第646話 リス耳族の結婚式

「それでは、これより次女ノーラと長女ノーマ、その夫アレックスとの結婚式を執り行わせていただきます」


 サムエルの村の傍にある聖域……というか霊樹の傍で、ノーラの父親が他のリス耳族の者たちへ結婚式の開催を宣言する。

 人魚族であるラヴィニアの時は、とりあえず皆で食事をするといった感じだったが、リス耳族は木に結婚を誓うようだ。

 俺たち人間の場合だと、神に結婚を誓う事が多いが、種族が違えば文化も違うし、リス耳族は木と共に暮らす種族だから、木がとても大切な存在なのだろう。


「……羨ましい。レヴィアたんも、こういうのしたい」

「我はアレックスの子種さえもらえれば、別に何でも良いのじゃ」

「人魚族とは形式が全然違うのね」


 参列客……という表現で良いのか分からないが、参加者の中に混ざっているレヴィア、ミオ、ラヴィニアが喋っているが、ノーラとノーマの結婚式なので静かにしような。

 とはいえ、あくまで木に結婚を宣言する事が主目的らしく、俺やノーラの服装もいつも通りだが。

 ちなみに、俺もノーラも式の進行が全くわからず、小声でノーマが何をすれば良いか教えてくれているので、ただただそれに従う。


「……次は、アレックスさんとノーラがキスよ。そして、次は私とだから」

「……わ、わかった」

「では、新婦ノーラに、新郎アレックスは誓いのキスを」


 ノーマに言われ、父親の言葉の後にノーラとキスを交わすと、


「お兄さん……えへへ。これでボクも子供が産めるね」


 突然ノーラが驚きの発言を……いやまぁ、子供がいてもおかしくはないんだけどな。


「ノーラ。アレックスさんとの子供も出来ていたのか。これはめでたい! まさか早くも孫の話が出来るとは」

「ん? お父さん。子供は今出来たんじゃないの? お兄さんと結婚したし」

「……んん? ……あー、こほん。それでは、次は新婦ノーマと新郎アレックスは誓いのキスを」


 えっと……もしかしてノーラは、結婚したら子供が出来ると思っているのか?

 いや、もちろん結婚してから子供を……げふんげふん。

 とりあえず、父親もノーマも、不思議そうにしているノーラを微笑ましく見つめて……うん。何やら、いろいろと察したようだ。


「うぅ……ご主人様。次は是非私と子作りを……」

「ねぇねぇ。
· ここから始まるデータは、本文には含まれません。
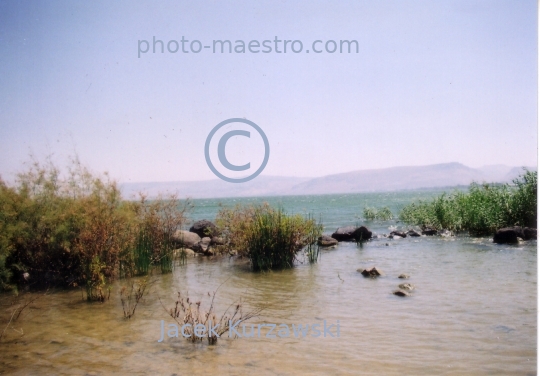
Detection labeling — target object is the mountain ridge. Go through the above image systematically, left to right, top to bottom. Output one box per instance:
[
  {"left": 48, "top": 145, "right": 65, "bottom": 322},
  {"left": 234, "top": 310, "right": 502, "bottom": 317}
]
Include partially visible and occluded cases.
[{"left": 120, "top": 162, "right": 537, "bottom": 199}]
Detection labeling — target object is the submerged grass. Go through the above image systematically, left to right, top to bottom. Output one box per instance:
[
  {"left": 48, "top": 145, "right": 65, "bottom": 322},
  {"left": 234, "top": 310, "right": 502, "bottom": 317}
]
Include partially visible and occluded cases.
[
  {"left": 0, "top": 158, "right": 191, "bottom": 294},
  {"left": 399, "top": 170, "right": 537, "bottom": 236},
  {"left": 216, "top": 204, "right": 322, "bottom": 270}
]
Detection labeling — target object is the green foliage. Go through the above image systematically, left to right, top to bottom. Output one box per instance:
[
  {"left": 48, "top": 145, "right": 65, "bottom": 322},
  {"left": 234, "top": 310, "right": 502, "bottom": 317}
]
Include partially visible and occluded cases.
[
  {"left": 0, "top": 159, "right": 190, "bottom": 294},
  {"left": 399, "top": 170, "right": 537, "bottom": 235},
  {"left": 216, "top": 204, "right": 322, "bottom": 270},
  {"left": 364, "top": 206, "right": 394, "bottom": 221}
]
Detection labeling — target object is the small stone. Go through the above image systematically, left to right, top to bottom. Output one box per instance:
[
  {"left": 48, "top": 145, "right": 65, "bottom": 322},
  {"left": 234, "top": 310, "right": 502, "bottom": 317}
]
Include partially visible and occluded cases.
[
  {"left": 357, "top": 267, "right": 382, "bottom": 278},
  {"left": 398, "top": 283, "right": 414, "bottom": 291},
  {"left": 394, "top": 290, "right": 410, "bottom": 297}
]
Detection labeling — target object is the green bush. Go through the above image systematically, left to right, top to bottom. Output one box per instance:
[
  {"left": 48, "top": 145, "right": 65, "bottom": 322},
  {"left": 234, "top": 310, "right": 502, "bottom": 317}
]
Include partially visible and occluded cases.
[
  {"left": 0, "top": 159, "right": 189, "bottom": 294},
  {"left": 399, "top": 171, "right": 537, "bottom": 235}
]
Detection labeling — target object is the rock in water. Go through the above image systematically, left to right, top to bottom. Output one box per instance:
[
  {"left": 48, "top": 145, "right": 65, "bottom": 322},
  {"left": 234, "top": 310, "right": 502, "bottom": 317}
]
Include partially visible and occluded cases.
[
  {"left": 189, "top": 219, "right": 218, "bottom": 238},
  {"left": 332, "top": 226, "right": 356, "bottom": 242},
  {"left": 352, "top": 226, "right": 373, "bottom": 242},
  {"left": 422, "top": 227, "right": 437, "bottom": 236},
  {"left": 493, "top": 227, "right": 524, "bottom": 244},
  {"left": 523, "top": 227, "right": 536, "bottom": 240},
  {"left": 172, "top": 230, "right": 201, "bottom": 249},
  {"left": 407, "top": 230, "right": 422, "bottom": 237},
  {"left": 317, "top": 235, "right": 338, "bottom": 247},
  {"left": 193, "top": 237, "right": 212, "bottom": 253},
  {"left": 357, "top": 267, "right": 382, "bottom": 278},
  {"left": 398, "top": 283, "right": 414, "bottom": 291},
  {"left": 394, "top": 290, "right": 411, "bottom": 297}
]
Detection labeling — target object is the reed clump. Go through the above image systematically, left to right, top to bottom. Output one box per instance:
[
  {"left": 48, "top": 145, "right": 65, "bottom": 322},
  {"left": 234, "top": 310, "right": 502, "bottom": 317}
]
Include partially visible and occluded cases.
[
  {"left": 0, "top": 158, "right": 191, "bottom": 294},
  {"left": 399, "top": 170, "right": 537, "bottom": 236},
  {"left": 216, "top": 204, "right": 323, "bottom": 270},
  {"left": 363, "top": 206, "right": 394, "bottom": 221}
]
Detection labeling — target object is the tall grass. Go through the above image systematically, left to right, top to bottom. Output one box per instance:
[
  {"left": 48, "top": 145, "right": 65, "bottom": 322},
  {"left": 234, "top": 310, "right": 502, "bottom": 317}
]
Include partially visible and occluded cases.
[
  {"left": 0, "top": 158, "right": 191, "bottom": 294},
  {"left": 399, "top": 170, "right": 537, "bottom": 236},
  {"left": 216, "top": 204, "right": 322, "bottom": 270}
]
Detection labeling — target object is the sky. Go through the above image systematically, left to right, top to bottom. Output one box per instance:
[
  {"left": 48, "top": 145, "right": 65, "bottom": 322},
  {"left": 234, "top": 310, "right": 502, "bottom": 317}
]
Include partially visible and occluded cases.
[{"left": 0, "top": 0, "right": 538, "bottom": 182}]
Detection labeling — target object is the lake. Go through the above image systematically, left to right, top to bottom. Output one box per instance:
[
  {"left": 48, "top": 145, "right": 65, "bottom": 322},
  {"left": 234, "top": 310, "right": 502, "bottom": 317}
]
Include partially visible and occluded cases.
[{"left": 0, "top": 190, "right": 537, "bottom": 375}]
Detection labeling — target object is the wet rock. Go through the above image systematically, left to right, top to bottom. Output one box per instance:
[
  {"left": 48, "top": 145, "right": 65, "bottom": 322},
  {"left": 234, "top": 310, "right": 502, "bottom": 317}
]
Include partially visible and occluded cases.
[
  {"left": 189, "top": 219, "right": 218, "bottom": 238},
  {"left": 332, "top": 226, "right": 356, "bottom": 242},
  {"left": 352, "top": 226, "right": 373, "bottom": 242},
  {"left": 422, "top": 227, "right": 437, "bottom": 236},
  {"left": 493, "top": 227, "right": 524, "bottom": 244},
  {"left": 522, "top": 227, "right": 536, "bottom": 240},
  {"left": 173, "top": 230, "right": 201, "bottom": 249},
  {"left": 407, "top": 230, "right": 422, "bottom": 237},
  {"left": 439, "top": 230, "right": 454, "bottom": 237},
  {"left": 390, "top": 231, "right": 407, "bottom": 239},
  {"left": 317, "top": 235, "right": 338, "bottom": 247},
  {"left": 210, "top": 236, "right": 225, "bottom": 245},
  {"left": 193, "top": 237, "right": 212, "bottom": 253},
  {"left": 174, "top": 248, "right": 195, "bottom": 257},
  {"left": 357, "top": 267, "right": 382, "bottom": 278},
  {"left": 398, "top": 283, "right": 414, "bottom": 291},
  {"left": 393, "top": 290, "right": 411, "bottom": 297}
]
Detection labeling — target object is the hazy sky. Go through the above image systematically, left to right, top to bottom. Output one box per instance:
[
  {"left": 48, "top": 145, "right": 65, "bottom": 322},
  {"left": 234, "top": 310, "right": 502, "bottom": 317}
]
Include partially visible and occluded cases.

結婚式をすると、子供が出来るの? プルムも、お兄さんの子供が欲しいなー」

「プルムさんは、既にアレックス様の子供みたいな分裂体が居て……あ、お世話になってます」


 モニカとプルムとフェリーチェは、とりあえず黙っておこうか。

 それから式は順調に進んでいき、無事に終了する。

 どうやら、ラヴィニアの時のような披露宴というか、パーティは無いようだ。

 だがその一方で、式の延長戦だと言われ、ノーラと共にノーマの部屋へ呼ばれた。

 とりあえず行ってみると、ノーラの母親と見知らぬリス耳族の女性が数人居る。


「ノーラ。今まで離れていて、大切な事を教えてあげられていませんでした。今から母親として、ノーマと一緒にそれを教えたいと思います」


 ノーラの母親が真剣な表情でノーラに話しかけ、ノーラも無言で頷いているが、俺はここに居て良いのだろうか。

 何やらリス耳族の伝統とか、秘密とかそういう類いっぼいのだが。


「アレックスさん。ここに居る五人の女性たちは皆私の友人だし、こっちの三人もノーラのお友達で、全員独身だから心配しないでください」

「あの、何の心配なんだ? というか、今から何が始まるんだ?」


 見知らぬ女性たちがノーマとノーラの友人というのは分かったが、何をするのかは教えてくれない。

 ただ、その友人たちがノーラに心配する目を向けていたり、何かを期待するような目を俺に向けているのは何故だろうか。

 それから、母親が何か決意を固めた表情を浮かべると、何故か服を脱ぎだした。


「え? あの、何を……って、ノーマも!?」

「今から、ノーラに子供の作り方を教えます。

「え? お母さん? ボク知ってるよ? 結婚したら子供が出来るんだよ?」


 あ、さっきの結婚式でのノーラの発言のせいか。


「ノーラにちゃんと説明していないアレックスさんに拒否権はありませんので、実演にお付き合いくださいね」

「分身の相手は、私やお友達がするから、心配しないでね」


 これはもしや、何も知らないノーラを無理矢理襲ったと勘違いされているのか!?

 違う……違うんだっ!

 ノーラにはこういう事を教えないように、配慮して……って、話を聞いてくれぇぇぇっ!